Grace was weak since birth. Her mother was 40 when she was born. She often visited hospitals for annual checks or prescriptions. One day, she stopped coming to the summer camp. But we still kept in touch.
I went to a boarding school in New York, while she repeated a year because she couldn’t take the SSAT due to her health problems. One year after, she went to a boarding school in California. We were not as close as before, but we still kept in touch. We always hung out during breaks, and she eventually moved to the apartment next door. We became like a sibling and another family.

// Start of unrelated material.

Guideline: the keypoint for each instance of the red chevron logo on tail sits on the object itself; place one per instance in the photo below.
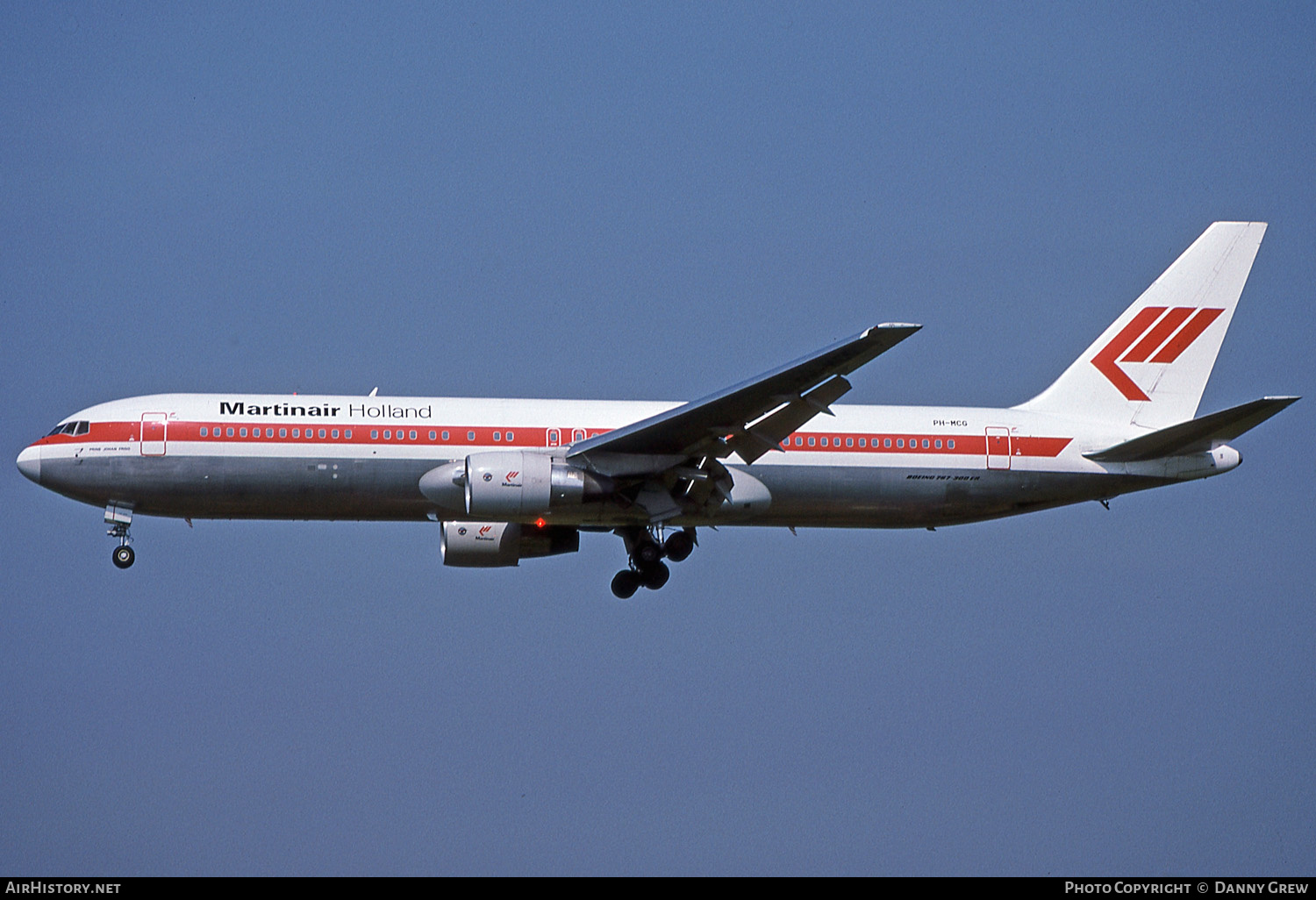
(1153, 331)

Time flew, and I was a senior in high school, and she was a junior. She started to call me every month, crying and in depression. She was often hospitalized and told me how she was sad that high school peers were making rumors about her absence. I thought she was emotional because of the academic stress and other small “teenager” dramas. I calmed her down with every call, and she told me she was thankful that she had a friend like me. I was also happy and thankful that I could be one of her close friends. And I believed she is strong enough to get over these.
After I came here, I was busy adjusting to my new college life. I couldn’t pick up her phone often because of it. And I gradually lost contact with Grace.
It was October 22nd. I was casually hanging out with my other friends in my friend’s dorm. I was scrolling down my Instagram, and I got a notification from her. It was her father who texted me through her phone, saying she had taken her own life. She threw herself at her apartment.
At first, I couldn’t know — alas, didn’t want to know — if this was real. It felt like a nightmare. I immediately went back to my dorm. Sitting down on my bed, trembling, I called my other friend and started to cry. I cried so hard that I couldn’t feel my eyes tearing up, and my head felt like it was about to explode. I kept saying that if I was a better person and supported her, things would’ve changed. I blamed myself for what happened to her. And now I realize, I had been just concealing my feelings from everyone, from myself, all along.
This project was an oddly therapeutic process for me. I reflected on myself and how I dealt with my feelings. I was sad, mad, and uncomfortable looking back at the memories I hid on purpose. But the recording session somehow really helped me to connect with her, and I now feel nothing but love and affection toward her. Now I still miss her, but I am going to continue living my life and hope that she can live vicariously through me — that is one of the messages I wanted to convey.